E aqui o Papa Francisco descreve uma fotografia que está nas paredes da Esmolaria Apostólica: "um clique espontâneo que fez um bravo jovem romano que a ofereceu à Esmolaria". O fez Daniele Garofani, hoje fotógrafo do "L'Osservatore Romano", retornando de um serviço de distribuição de refeições para os sem teto junto com o cardeal Krajewski.
 
É uma noite de inverno, “se percebia pela maneira de vestir das pessoas" - explica o Papa - que saíam "de um restaurante". "Pessoas bem cobertas" e satisfeitas: "tinham comido, estavam entre amigos".

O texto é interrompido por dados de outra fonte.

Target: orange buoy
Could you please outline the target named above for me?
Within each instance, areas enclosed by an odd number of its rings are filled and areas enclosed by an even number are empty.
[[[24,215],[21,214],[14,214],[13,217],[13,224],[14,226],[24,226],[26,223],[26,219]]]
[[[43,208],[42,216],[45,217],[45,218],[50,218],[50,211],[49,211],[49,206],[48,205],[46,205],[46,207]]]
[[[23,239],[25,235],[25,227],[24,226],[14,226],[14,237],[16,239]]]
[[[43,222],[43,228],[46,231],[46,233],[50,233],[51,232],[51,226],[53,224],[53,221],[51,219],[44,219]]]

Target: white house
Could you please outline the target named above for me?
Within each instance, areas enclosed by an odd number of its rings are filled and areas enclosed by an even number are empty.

E lá – prossegue Francisco na descrição da foto - "havia um homem sem-teto no chão, que fez assim ..." (e imita o gesto da mão estendida para pedir esmola). O fotógrafo, acrescenta ainda o Papa, "foi capaz de tirar a fotografia no momento em que as pessoas desviam o olhar, para que os olhos não se cruzem". Isto, comentou Francisco, "é a cultura da indiferença. Isto é o que os apóstolos fizeram". "Deixe-os, que vão para o campo, no escuro, com fome. Que eles se arranjem: é problema deles". "Temos comida: cinco pães e dois peixes para nós". 

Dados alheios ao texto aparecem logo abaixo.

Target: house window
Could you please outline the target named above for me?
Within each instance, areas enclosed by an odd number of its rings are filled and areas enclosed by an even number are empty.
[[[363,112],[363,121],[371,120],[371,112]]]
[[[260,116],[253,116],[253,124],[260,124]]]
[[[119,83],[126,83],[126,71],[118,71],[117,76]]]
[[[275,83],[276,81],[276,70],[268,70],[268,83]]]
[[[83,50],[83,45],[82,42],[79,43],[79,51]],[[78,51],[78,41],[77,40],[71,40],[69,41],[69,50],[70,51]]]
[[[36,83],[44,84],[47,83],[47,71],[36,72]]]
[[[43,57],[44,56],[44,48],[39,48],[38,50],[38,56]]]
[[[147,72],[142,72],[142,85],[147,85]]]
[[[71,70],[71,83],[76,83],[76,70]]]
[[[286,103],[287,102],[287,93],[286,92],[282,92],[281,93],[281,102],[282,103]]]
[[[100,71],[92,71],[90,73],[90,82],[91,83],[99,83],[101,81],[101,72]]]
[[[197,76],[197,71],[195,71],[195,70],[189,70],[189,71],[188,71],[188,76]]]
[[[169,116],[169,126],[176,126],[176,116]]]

O oposto do amor não é o ódio, mas a indiferença

"O amor de Deus surge sempre em primeiro - explica o Papa - é o amor de compaixão, da misericórdia". É verdade que o oposto do amor é o ódio, mas em tantas pessoas não existe um "ódio consciente":

O oposto mais cotidiano ao amor de Deus, à compaixão de Deus, é a indiferença: a indiferença. "Eu estou satisfeito, não me falta nada. Tenho tudo, assegurei esta vida, e também a eterna, porque vou à Missa todos os domingos, sou um bom cristão". "Mas, saindo do restaurante, eu olho para outra parte". Pensemos: este Deus que dá o primeiro passo, que tem compaixão, que tem misericórdia, e tantas vezes em nós, o nosso comportamento é a indiferença. Rezemos ao Senhor para que cure a humanidade, começando por nós: que o meu coração seja curado dessa doença que é a cultura da indiferença. 

Felicitação a Kiko Argüello pelo zelo apostólico

No final da celebração, Francisco envia uma cordial saudação a Kiko Argüello, iniciador do Caminho Neo-catecumenal, pelo seu octogésimo aniversário, e agradece-lhe" pelo zelo apostólico com que trabalha na Igreja".